In oenology, chaptalization is the addition of sugar to the must, a technique used not to make the wine sweeter, but to increase its alcohol content, once the alcoholic fermentation has transformed it into ethanol. Cane sugar is the most used, but sucrose from other sources can also be used, such as beetroot or corn syrup.

    Brief history of sugaring

    Adding sugar to grape must has been part of the winemaking process since Roman times, who used honey as a sweetener. The Romans sought the greater sense of body given by sugar to wine, and to compensate for its acidity, which characterized oenology until the dawn of the 20th century. In 1801, while in Napoleon’s service, Jean-Antoine-Claude Chaptal began to advocate the technique as a means of strengthening and preserving wine, linking his name to chaptalization, known outside of Italy as “Chaptalization.” Around 1840, sugaring also spread to Germany, this time with the aim of compensating for the effects of bad weather on crops. The process, called Verbesserung (improvement) helped sustain wine production in the Moselle region during the most difficult years. At the beginning of the 20th century, the vignerons of Languedoc protested against the production of “artificial wines” which lowered the prices of local wine. In June 1907, large demonstrations pushed the government to send the army into the region, where demonstrators had burned the prefecture of Perpignan. In response to the protests, the French government increased sugar taxation and passed laws limiting the amount of sugar that could be added to wine.
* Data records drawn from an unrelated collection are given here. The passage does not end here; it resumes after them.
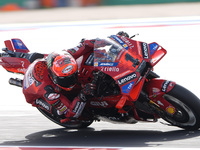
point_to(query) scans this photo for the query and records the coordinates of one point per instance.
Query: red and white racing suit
(40, 91)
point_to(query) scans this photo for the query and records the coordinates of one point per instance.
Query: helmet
(63, 70)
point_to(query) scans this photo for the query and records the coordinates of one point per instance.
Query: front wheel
(187, 106)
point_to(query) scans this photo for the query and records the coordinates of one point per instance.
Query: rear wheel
(187, 106)
(69, 125)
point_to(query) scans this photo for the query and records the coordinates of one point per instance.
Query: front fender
(157, 87)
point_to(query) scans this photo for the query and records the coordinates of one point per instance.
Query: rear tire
(187, 115)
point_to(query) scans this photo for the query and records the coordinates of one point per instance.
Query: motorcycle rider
(45, 79)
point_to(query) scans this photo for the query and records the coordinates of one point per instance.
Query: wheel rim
(183, 116)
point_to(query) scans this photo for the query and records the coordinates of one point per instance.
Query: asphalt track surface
(26, 127)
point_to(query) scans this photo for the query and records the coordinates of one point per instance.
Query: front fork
(156, 89)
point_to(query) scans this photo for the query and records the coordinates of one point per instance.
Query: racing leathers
(40, 91)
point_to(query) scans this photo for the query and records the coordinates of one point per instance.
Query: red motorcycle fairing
(156, 89)
(12, 64)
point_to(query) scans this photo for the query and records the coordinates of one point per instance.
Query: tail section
(16, 45)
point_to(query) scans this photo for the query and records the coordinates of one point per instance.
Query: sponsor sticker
(165, 86)
(153, 47)
(110, 69)
(127, 78)
(109, 64)
(67, 69)
(127, 88)
(145, 50)
(122, 43)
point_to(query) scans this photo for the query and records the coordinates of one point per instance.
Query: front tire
(187, 115)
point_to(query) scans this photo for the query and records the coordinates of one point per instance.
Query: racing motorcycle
(128, 91)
    The addition of sugar (sucrose) in wine is a practice prohibited in Italy, as well as in Spain, Portugal and Greece, but it is permitted and used in other European countries such as France, Germany, Austria, Poland, England, Hungary and others in the world. The addition is made to ‘help’ low-cost fine wines obtained from weak years or unripe grapes.
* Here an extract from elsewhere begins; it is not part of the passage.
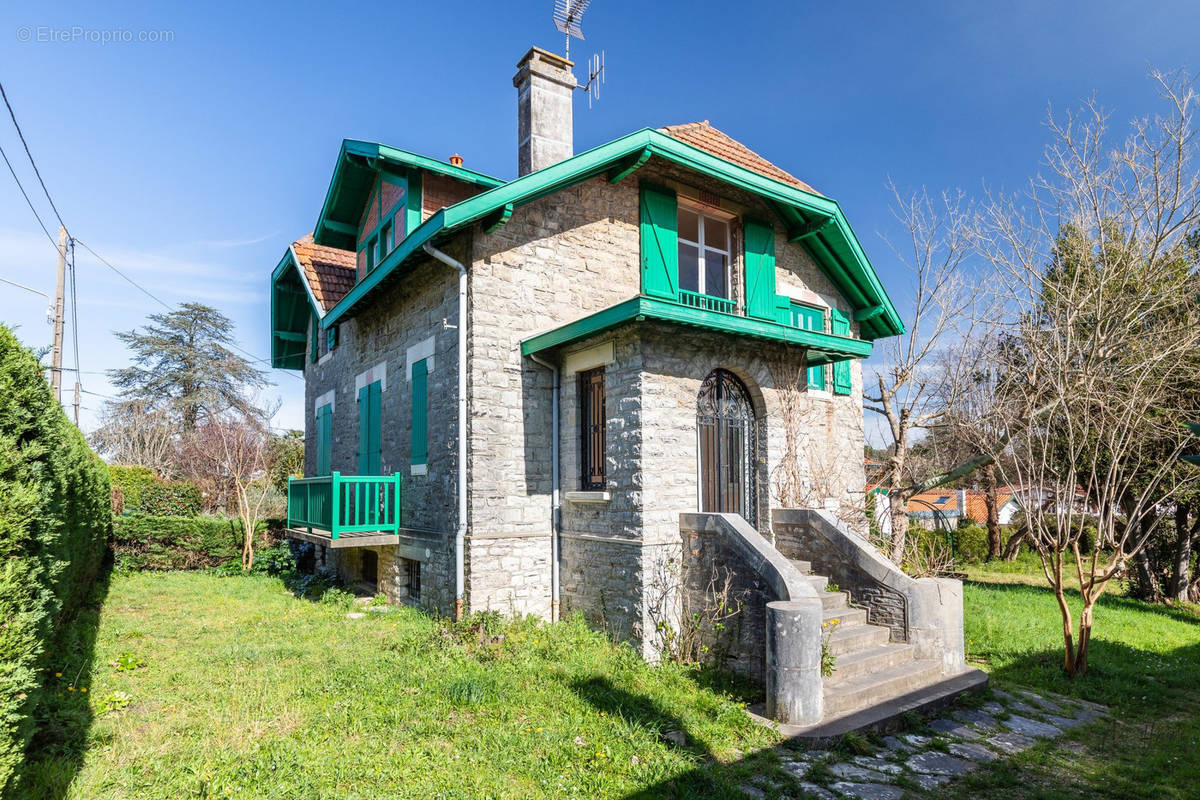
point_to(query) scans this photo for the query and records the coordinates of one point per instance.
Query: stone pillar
(795, 689)
(545, 89)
    Sugars added to the must, including cane sugar, represent the easiest and least expensive solution compared to the addition of concentrated grape must – to ‘improve’ the structure of the wine and its alcoholic strength, where poor selection/pruning of the vines and/or climatic factors do not allow the harvesting of ripe grapes suitable for correct winemaking.
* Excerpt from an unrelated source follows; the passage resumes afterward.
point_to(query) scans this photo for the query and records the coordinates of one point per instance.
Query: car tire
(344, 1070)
    Thus, while in Italy and other southern European countries wines are made exclusively with the addition of grape must, in Nordic countries it is possible to use the cheaper refined sucrose from beetroot or cane. The imbalance in production costs generates unfair competition in the wine production of the internal market, to the obvious advantage of the countries of Central and Northern Europe. But not only. European consumers are deprived of the ability to distinguish wine produced from grapes versus wine ‘integrated with sugars’ as alcoholic beverages (>1.2% vol.) are exempt from having to include a list of ingredients and the nutritional table.